If the petition being circulated to oust Council Member Ann Kitchen has the required 4,811 signatures, Austin politics will likely become its own version of the cult classic movie. You know, where the character by Bill Murray lives the same day over and over again trying to get a different outcome.
Although exhausting, all turns out well for Murray. He, eventually, gets the girl and comes out on the other side a better person. For Austin, policy by petition and political harassment has ominous implications.
Of course, the power to recall elected representatives is an important tool as part of the checks and balances on local government. It prevents elected officials from being allowed to run amok until their term expires. However, it is a power best reserved for correcting incompetence, neglect of duties, corruption, misconduct — allowing the work of the city to continue rather than being derailed by poor or improper governance.
There are costs of course — financial and political — which is why it should only be pursued in extreme cases. The city moved its municipal election day to November in part to reduce expense and encourage greater voter participation. If the petition is submitted and certified before Feb. 19, an election will likely be called for May,
However valuable a recall election might be, it is the wrong tool for settling disagreements on policies. Although its unclear what group is behind the recall effort, it stands to reason that the petition is connected to Kitchen’s position on transportion networking companies such as Uber and Lyft.
The petition, at the top, offers these grounds for sacking Kitchen, who, if not recalled, would face reelection in November 2018: “The reason for her recall is because she has purposefully hurt businesses that employ citizens of Austin.”
Pretty general. I’m guessing every council that has ever come along, in Austin or any other American city of any size, has passed ordinances that “hurt” businesses by imposing some sort of limitations on them for environmental, safety, road access, zoning or other reasons. Building codes harm businesses in this manner, as do parking requirements. Heck, any city fee on a business hurts it, and they are always done purposefully. Or should that be “purposely?” Maybe both.
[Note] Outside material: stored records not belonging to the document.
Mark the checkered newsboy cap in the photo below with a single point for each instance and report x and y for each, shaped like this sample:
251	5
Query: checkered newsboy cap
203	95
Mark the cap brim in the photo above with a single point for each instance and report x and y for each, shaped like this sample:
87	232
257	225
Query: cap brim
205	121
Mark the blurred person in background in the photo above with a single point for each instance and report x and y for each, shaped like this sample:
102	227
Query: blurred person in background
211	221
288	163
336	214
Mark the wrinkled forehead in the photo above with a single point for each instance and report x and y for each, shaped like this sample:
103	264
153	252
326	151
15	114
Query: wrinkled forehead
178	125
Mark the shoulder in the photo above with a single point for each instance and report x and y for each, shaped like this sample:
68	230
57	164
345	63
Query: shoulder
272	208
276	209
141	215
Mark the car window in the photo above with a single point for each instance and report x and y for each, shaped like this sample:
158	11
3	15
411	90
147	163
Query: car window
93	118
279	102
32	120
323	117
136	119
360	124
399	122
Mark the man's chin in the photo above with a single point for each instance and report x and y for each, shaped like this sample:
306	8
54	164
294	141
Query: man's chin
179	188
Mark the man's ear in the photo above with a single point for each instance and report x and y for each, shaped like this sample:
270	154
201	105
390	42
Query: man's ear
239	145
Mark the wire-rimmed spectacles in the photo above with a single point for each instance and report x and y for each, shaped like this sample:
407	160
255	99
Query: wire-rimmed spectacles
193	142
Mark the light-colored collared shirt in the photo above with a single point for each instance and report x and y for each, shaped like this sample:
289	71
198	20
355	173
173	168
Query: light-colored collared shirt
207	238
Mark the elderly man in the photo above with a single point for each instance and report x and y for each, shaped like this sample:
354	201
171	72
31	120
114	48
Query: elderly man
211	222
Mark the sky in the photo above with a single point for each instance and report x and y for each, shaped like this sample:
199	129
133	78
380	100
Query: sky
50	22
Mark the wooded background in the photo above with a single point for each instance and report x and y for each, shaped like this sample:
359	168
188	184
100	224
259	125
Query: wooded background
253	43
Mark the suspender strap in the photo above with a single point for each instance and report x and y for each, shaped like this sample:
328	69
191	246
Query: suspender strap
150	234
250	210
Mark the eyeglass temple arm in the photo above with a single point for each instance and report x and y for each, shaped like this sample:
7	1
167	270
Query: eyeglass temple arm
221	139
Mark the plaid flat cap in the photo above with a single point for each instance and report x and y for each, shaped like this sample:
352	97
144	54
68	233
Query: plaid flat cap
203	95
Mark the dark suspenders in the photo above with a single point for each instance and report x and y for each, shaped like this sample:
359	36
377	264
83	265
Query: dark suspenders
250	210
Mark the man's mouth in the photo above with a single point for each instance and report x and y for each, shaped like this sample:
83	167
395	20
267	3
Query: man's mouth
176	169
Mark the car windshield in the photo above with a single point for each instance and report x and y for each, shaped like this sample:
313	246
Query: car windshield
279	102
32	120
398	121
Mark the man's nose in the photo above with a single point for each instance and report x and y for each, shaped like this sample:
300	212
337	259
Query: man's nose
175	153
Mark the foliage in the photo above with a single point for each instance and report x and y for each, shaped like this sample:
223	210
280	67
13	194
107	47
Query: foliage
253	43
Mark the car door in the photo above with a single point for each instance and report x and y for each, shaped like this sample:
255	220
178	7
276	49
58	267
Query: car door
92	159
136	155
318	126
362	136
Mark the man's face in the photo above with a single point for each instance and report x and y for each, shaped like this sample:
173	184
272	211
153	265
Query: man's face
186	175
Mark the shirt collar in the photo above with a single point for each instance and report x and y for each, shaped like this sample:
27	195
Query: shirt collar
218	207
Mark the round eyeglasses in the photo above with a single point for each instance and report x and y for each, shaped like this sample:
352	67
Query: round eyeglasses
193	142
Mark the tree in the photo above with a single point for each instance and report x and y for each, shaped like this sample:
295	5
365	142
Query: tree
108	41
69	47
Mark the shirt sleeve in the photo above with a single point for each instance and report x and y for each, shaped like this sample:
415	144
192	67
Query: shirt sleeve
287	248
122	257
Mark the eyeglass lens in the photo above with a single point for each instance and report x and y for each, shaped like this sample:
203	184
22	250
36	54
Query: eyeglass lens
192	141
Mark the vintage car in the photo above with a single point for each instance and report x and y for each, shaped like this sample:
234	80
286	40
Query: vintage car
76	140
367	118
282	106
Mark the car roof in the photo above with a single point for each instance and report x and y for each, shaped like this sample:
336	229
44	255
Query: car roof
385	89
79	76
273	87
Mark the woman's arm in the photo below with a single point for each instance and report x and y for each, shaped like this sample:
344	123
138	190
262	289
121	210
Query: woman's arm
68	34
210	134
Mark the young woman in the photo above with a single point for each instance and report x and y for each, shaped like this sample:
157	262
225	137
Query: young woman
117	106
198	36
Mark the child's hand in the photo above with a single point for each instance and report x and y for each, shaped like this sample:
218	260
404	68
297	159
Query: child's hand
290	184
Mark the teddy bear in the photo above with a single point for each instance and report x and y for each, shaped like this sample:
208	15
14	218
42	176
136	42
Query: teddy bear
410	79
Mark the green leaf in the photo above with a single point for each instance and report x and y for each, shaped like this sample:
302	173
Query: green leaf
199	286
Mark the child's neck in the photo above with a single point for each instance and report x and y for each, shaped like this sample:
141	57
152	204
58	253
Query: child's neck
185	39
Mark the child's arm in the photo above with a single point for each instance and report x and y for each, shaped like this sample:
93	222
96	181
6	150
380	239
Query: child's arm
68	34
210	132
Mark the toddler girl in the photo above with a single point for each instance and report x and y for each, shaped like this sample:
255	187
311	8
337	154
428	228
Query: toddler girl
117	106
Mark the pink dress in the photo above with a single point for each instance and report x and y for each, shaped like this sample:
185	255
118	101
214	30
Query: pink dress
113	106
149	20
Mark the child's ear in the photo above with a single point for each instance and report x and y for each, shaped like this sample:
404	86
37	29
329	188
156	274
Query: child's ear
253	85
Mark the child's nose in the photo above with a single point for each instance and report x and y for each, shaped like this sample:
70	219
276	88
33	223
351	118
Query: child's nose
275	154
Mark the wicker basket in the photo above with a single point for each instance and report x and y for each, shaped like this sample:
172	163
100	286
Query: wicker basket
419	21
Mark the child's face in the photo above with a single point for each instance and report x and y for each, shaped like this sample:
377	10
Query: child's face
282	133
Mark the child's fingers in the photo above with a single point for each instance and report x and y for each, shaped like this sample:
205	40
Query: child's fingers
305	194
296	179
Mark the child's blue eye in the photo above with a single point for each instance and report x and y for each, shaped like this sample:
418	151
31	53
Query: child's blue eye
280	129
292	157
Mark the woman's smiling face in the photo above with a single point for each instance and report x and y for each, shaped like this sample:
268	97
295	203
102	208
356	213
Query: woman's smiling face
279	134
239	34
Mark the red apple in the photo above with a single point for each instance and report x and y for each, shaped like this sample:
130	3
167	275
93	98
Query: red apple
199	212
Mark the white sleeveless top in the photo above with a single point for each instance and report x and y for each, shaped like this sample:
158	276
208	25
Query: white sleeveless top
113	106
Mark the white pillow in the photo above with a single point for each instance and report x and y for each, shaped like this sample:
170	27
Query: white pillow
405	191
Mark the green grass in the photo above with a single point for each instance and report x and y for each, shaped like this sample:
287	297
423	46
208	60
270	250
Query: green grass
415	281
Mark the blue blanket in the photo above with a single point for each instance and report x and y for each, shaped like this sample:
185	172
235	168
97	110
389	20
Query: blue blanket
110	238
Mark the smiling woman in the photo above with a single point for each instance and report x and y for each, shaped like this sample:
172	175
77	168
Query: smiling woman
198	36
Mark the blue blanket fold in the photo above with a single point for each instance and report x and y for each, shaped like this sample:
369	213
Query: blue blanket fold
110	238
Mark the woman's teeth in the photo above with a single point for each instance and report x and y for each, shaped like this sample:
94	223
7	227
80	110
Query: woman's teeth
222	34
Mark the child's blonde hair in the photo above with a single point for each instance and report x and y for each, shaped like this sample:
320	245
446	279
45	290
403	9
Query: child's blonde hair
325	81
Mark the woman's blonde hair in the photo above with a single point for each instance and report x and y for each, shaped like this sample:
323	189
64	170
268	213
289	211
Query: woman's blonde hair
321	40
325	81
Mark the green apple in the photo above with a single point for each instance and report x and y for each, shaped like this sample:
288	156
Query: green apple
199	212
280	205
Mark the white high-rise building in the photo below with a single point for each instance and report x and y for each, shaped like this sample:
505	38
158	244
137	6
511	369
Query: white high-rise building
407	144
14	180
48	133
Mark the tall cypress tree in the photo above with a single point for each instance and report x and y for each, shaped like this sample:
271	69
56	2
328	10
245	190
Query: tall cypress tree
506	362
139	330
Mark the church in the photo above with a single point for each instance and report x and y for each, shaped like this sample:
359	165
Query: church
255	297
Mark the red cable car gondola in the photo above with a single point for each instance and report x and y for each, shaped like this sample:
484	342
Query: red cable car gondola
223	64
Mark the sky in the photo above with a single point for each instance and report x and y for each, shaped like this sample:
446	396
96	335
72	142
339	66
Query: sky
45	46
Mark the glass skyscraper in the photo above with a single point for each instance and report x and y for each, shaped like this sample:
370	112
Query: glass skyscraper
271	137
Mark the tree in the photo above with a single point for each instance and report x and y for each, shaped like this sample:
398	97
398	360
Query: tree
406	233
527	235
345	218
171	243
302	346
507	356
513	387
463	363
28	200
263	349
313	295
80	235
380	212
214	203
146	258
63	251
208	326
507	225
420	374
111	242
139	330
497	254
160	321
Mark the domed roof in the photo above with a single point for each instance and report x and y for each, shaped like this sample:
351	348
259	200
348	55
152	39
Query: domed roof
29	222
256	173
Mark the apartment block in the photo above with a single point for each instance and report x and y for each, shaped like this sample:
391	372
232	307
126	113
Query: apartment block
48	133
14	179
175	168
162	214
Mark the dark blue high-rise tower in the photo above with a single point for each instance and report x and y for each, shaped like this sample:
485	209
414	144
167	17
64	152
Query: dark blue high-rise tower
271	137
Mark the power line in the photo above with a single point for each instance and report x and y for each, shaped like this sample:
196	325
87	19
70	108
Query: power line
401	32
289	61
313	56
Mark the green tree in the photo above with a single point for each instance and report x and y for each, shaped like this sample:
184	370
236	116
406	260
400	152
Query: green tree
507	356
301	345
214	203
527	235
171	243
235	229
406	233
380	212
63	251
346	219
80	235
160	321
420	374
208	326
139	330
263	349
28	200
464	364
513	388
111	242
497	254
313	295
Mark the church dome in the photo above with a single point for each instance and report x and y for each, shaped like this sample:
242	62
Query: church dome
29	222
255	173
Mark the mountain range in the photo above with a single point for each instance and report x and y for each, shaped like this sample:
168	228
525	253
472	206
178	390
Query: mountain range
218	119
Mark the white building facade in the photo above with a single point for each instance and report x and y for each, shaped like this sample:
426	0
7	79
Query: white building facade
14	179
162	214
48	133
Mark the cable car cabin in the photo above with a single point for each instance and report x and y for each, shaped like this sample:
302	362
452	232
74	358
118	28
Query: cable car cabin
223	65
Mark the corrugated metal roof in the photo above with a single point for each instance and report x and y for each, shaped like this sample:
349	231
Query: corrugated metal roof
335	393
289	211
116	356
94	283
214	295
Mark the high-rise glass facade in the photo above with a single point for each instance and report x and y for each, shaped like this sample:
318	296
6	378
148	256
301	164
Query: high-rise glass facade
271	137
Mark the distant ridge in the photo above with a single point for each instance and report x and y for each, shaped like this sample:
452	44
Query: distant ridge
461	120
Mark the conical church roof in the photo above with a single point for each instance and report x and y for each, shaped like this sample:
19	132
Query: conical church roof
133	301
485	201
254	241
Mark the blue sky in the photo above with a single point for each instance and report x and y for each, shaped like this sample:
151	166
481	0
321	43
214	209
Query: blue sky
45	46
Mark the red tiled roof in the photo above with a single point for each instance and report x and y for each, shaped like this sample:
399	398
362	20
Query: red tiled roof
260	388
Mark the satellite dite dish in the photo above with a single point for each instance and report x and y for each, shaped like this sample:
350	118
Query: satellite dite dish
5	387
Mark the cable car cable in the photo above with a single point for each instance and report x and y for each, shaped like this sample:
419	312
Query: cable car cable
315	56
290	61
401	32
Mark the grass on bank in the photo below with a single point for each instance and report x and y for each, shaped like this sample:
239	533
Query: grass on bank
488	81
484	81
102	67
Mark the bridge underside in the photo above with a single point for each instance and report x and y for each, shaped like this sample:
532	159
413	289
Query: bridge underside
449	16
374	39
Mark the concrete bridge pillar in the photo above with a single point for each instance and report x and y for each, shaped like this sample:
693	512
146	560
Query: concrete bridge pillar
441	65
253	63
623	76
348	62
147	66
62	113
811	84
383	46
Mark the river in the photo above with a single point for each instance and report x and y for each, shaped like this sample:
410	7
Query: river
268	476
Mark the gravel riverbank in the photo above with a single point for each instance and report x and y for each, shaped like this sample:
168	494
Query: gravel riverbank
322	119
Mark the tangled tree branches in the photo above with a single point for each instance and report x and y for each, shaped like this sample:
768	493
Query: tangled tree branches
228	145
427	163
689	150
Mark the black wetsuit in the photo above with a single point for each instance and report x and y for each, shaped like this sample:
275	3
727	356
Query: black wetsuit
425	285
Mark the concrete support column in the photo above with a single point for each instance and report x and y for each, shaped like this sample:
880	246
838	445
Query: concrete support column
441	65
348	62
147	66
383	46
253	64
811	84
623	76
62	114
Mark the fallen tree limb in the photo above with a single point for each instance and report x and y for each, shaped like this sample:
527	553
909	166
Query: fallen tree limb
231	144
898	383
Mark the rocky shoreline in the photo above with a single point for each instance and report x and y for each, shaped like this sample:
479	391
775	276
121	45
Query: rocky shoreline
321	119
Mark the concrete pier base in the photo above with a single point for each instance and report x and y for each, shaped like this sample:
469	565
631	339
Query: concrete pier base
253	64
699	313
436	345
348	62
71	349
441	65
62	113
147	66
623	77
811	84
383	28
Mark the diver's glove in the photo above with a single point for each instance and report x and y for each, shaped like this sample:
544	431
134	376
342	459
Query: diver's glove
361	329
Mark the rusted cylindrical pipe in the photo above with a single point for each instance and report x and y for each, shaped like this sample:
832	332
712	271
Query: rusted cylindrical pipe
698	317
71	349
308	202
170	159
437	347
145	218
Austin has always functioned best when stakeholders work together to reach consensus. This take no prisoners approach to government is much more akin to the state of affairs in Washington, D.C., where it seems to make perfect sense to vote more than 50 times to undo legislation to no effect. The method proposed by Austin4All, the nebulous group behind the Kitchen petition, is even worse, preferring to remove leaders they don’t like until they wear down the elected representative or get someone they like.
Austin has no shortage of contentious issues: environmental protection, affordable housing, development code rewrites, public safety, transportation. Resorting to a petition is a terrible way to write policy and an even worse way to choose leadership.
If it comes to a vote, hopefully Kitchen’s constituents in District 5 will take a stand and not allow her to be run out on a rail. I may not always agree with Kitchen, but I see no reason why she shouldn’t be allowed to serve her term. There are plenty of ways to build consensus for change; a recall petition is not one of them.